Dans son édition du jeudi 18 janvier 2018, cet organe qui fait office de porte-voix officieux du mouvement Ennahdha, a publié une interview de l’ambassadeur de Turquie en Tunisie, Omer Faruk Dogan. L’entretien est choquant parce que le journaliste qui l’a réalisé s’est contenté de servir de faire valoir au diplomate turc. Sans tenter de porter la contradiction.

L’ambassadeur de Turquie a ainsi eu droit à des questions –du genre «Est-ce qu’il y a des projets turcs en Tunisie afin de réduire le chômage» ou «A combien s’élève l’aide financière de la Turquie à la Tunisie».

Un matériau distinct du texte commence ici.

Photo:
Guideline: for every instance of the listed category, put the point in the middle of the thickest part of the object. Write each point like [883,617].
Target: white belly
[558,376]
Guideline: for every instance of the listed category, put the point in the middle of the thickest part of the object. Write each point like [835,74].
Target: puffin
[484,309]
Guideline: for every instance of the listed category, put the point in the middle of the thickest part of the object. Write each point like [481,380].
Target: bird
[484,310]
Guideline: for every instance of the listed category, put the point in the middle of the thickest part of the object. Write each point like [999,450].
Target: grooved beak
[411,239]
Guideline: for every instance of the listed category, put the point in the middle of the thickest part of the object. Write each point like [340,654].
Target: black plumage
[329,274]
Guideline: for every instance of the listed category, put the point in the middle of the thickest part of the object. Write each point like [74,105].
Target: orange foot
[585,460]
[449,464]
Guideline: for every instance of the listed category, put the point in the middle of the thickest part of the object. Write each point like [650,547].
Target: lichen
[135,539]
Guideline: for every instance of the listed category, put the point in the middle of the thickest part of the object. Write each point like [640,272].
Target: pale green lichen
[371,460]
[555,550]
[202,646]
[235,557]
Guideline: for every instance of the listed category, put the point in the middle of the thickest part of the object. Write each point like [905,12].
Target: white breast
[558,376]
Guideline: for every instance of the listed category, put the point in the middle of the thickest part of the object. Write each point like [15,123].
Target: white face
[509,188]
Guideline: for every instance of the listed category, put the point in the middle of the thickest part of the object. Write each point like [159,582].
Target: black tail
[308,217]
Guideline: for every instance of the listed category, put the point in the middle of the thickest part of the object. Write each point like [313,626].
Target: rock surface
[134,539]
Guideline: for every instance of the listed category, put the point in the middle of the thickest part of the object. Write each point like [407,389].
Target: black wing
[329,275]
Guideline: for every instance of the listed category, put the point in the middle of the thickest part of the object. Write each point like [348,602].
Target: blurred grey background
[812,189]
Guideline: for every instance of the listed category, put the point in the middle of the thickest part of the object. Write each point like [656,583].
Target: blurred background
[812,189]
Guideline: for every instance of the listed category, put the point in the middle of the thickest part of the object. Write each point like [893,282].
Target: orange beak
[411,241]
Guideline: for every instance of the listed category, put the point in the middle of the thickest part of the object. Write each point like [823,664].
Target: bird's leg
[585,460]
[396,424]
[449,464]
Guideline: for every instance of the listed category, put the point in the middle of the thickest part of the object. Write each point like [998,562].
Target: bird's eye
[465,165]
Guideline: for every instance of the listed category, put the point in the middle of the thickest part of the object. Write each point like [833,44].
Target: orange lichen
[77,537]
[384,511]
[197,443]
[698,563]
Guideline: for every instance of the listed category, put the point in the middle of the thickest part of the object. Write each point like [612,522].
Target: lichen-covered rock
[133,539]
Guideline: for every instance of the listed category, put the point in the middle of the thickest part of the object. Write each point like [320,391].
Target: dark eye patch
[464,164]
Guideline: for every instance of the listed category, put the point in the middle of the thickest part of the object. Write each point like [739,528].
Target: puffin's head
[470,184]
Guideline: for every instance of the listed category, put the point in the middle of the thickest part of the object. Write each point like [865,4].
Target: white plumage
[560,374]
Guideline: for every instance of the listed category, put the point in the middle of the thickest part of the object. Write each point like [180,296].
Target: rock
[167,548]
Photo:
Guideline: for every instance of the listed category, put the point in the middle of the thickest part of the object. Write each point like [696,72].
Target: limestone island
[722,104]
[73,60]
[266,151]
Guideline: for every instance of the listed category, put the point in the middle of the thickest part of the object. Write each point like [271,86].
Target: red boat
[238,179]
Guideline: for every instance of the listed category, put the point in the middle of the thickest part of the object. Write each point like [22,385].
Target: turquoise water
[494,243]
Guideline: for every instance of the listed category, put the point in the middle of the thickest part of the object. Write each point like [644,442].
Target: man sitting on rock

Pis, le journaliste a même laissé le diplomate turc affirmer, de manière condescendante, au sujet de la récente visite du président Recep Tayyip Erdogan, que celui-ci est venu en Tunisie «à la demande de son excellence le président Caïd Essebsi». Pas à l’invitation. Une façon peut-être de dire que c’est vous qui avez besoin de nous, pas l’inverse. Et c’est nous, les Turcs, qui sommes en position de force.

En agissant ainsi ou en cautionnant pareils actes, le mouvement Ennahdha aura beau multiplier les dénégations, il ne pourra empêcher les gens de se demander s’il n’est pas, d’une manière ou d’autre, une sorte de 5ème colonne de la Turquie en Tunisie. Et ses détracteurs d’affirmer qu’il l’est sans le moindre doute. Un parti politique peut entretenir des relations avec un pays étranger. Mais pas n’importe comment et faire n’importe quoi.